Sexta-feira, 19 Abril

Gaspar Noé nos braços do Redentor carioca

Alvo de controvérsias em sua passagem pela Quinzena dos Realizadores de Cannes, Clímax é o resultado de muitos vídeos de YouTube de dança que Gaspar Noé consumiu recentemente, em uma malcriação cinéfila com a produção musical contemporânea: avesso a incursões atuais ao filão, ele começou a procurar alternativas na web, deparando-se com exercícios caseiros nas quais crianças requebram o esqueleto na batida do hip hop ou de ondas eletrónicas.

Juntem a isso uma vontade natural para transgredir, que o francês nascido na Argentina há 55 anos traz para o Brasil, numa passagem por São Paulo e, nesta quarta-feira, por Niterói, para exibir a sua arte no Reserva Cultural, um dos maiores complexos de cinemas da América Latina.

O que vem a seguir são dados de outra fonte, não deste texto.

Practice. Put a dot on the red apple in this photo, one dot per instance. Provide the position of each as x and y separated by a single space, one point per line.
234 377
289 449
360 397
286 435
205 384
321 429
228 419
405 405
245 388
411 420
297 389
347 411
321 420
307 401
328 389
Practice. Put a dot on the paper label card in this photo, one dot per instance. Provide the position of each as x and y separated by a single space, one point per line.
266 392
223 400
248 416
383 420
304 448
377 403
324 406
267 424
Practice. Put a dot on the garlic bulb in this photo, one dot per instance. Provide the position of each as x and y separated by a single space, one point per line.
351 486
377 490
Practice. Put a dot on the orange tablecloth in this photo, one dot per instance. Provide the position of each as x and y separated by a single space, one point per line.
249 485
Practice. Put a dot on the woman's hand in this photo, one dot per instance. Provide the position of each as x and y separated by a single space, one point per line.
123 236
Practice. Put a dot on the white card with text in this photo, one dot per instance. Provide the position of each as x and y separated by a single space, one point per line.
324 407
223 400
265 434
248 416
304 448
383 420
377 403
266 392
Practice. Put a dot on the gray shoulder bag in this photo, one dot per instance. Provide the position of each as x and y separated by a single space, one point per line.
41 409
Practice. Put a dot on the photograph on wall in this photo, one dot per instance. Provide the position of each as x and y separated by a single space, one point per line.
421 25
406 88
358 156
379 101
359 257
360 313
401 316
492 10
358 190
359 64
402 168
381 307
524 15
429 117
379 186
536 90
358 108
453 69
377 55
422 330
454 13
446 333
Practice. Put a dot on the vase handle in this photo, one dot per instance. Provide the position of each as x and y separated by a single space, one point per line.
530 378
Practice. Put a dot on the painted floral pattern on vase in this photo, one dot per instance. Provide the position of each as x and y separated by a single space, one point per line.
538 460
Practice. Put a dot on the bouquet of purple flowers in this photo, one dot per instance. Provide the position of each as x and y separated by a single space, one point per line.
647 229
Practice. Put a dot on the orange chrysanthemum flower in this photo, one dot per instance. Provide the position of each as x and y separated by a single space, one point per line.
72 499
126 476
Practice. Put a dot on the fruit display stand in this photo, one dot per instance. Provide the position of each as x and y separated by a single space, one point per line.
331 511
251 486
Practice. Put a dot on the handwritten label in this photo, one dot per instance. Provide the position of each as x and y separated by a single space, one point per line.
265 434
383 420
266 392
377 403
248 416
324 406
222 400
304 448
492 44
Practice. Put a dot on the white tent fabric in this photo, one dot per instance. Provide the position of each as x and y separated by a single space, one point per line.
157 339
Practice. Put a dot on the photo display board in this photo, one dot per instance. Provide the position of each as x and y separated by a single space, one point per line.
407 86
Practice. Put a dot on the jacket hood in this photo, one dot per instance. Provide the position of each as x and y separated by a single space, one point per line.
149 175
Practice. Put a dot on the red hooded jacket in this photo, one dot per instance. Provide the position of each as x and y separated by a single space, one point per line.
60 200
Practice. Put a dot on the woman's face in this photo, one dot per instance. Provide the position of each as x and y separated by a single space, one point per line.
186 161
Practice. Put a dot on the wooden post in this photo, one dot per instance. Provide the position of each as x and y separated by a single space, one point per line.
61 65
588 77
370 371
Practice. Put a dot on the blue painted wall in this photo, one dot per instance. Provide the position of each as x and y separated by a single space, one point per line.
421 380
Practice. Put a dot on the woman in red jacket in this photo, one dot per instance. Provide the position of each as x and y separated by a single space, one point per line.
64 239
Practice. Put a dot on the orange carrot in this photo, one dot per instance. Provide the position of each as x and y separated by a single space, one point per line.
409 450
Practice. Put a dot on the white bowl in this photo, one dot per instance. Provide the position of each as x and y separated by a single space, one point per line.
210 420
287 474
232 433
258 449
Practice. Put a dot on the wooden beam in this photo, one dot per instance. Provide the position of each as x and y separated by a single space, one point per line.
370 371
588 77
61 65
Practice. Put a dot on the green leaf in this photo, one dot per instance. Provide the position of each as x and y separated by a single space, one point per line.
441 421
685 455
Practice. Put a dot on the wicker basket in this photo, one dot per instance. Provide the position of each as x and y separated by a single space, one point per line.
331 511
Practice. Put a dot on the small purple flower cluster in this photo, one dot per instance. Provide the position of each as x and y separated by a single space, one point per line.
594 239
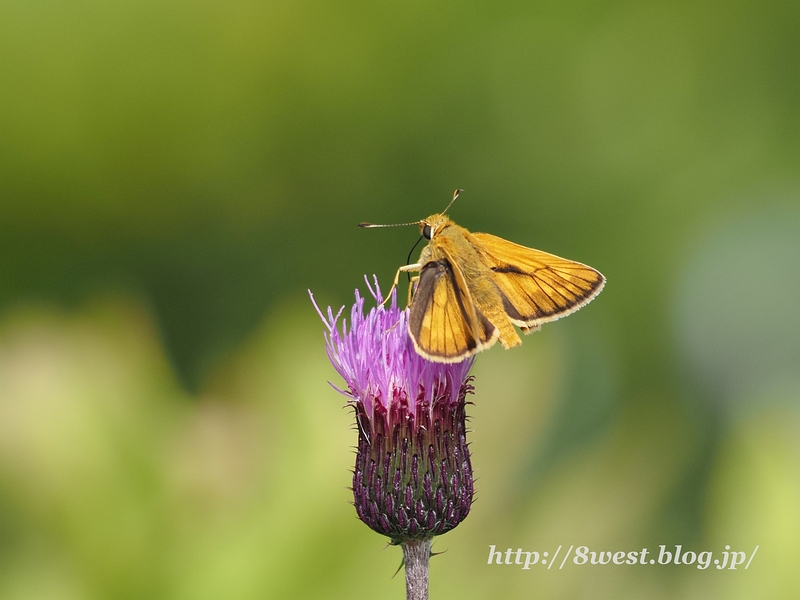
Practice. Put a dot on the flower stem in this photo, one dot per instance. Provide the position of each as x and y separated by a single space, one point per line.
416 555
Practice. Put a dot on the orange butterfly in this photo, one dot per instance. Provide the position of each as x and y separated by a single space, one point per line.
472 289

É bem provável que, frente ao choque de realidade de um Rio que ferve a uma sensação térmica de 42 graus à sombra, ele encontre por lá material para seu novo projeto: um documentário.

Chega de dizerem por aí que eu manipulo isso, que manipulo aquilo. Quero investir agora na narrativa onde o real aparece em seu estado bruto, para que ninguém possa me acusar de fazer trucagens, de ser sexista, do que for“, disse Noé ao C7nema em um encontro em Paris, uma semana antes de sua vinda para a América do Sul. “Tem uma estética documental que vem ditando tendências na internet, em vídeos que carregam uma marca de expressão muito potente da juventude. É uma exceção num momento em que o cinema é dominado por produtos massificados que têm por objetivo gerar satisfação. Alguem que não se encaixa nessa medida de prazer, como eu, é visto como uma exceção torta. Preciso procurar os meios de me expressar“.

O encontro parisiense com Noé aconteceu durante o 21º Rendez-vous Avec Le Cinéma Français (encontro anual promovido pela Unifrance, o órgão de difusão da produção audiovisual francófona no mundo), entre 17 e 21 de janeiro. Ali, numa mesa redonda, Noé abriu uma reflexão sobre as inquietudes da juventude.

Falar de jovens ainda é falar de excessos. Há uma radicalidade generalizada relativa ao culto à festa como meio de socialização, ao consumo de drogas… O excesso é químico, eletrónico. Isso é global. O que há de diferente na juventude em França é que, entre nós, o cinema é um objeto de culto de todos, desde a mais tenra idade, o que transforma a cinefilia numa prática juvenil, na busca da liberdade pelas via da arte“, diz o diretor de Irreversível (2002), um thriller sobre uma violação, narrado de trás pra frente, tornou-se “O” filme-escândalo da primeira metade dos anos 2000.

De lá pra cá, ele filmou pouco, apostando mais em videoclipes e experiências de música e dança, mas viu as poucos longas-metragens que filmou – “Enter The Void -Viagem Alucinante“, de 2009, e Love, produzido pelo brasileiro Rodrigo Teixeira, em 2015 – tornarem-se objetos de debate… e de culto, pela sua ousadia formal. Clímax vai pelo mesmo caminho. Doses fartas de sexo, sempre retratado em cenas tórridas, violência (física e verbal) e uma estética taquicárdica, no qual a câmara e a edição convulsionam: tem tudo isso nesta mistura de terror, música e filme catástrofe que acompanha uma longa noite de loucura de um grupo de jovens que, durante uma festa, entram num transe paranoico regado a LSD.

Mais do que o terror, existe um outro género, do qual sou fã, mas que anda há tempos desaparecido dos ecrãs, em ‘Clímax’: o ‘filme catástrofe’, estrutura narrativa de funciona bem como metáfora política. Lembra-se de Terramoto (1974) e Torre do Inferno (1974), explica o diretor. “Eram filmes emblemáticos dessa tendência, fundamental para o cinema comercial dos anos 1970, no qual um grupo de burgueses, preso em uma situação de perigo ligado à natureza, eram postos à prova, numa cilada da sorte que uniformizava sua condição social privilegiado. Todo o burguês é igual no medo. Tentei importar esse formato para um filme sobre jovens dançarinos. A moral do filme vem deles… das suas posturas em relação ao mundo“.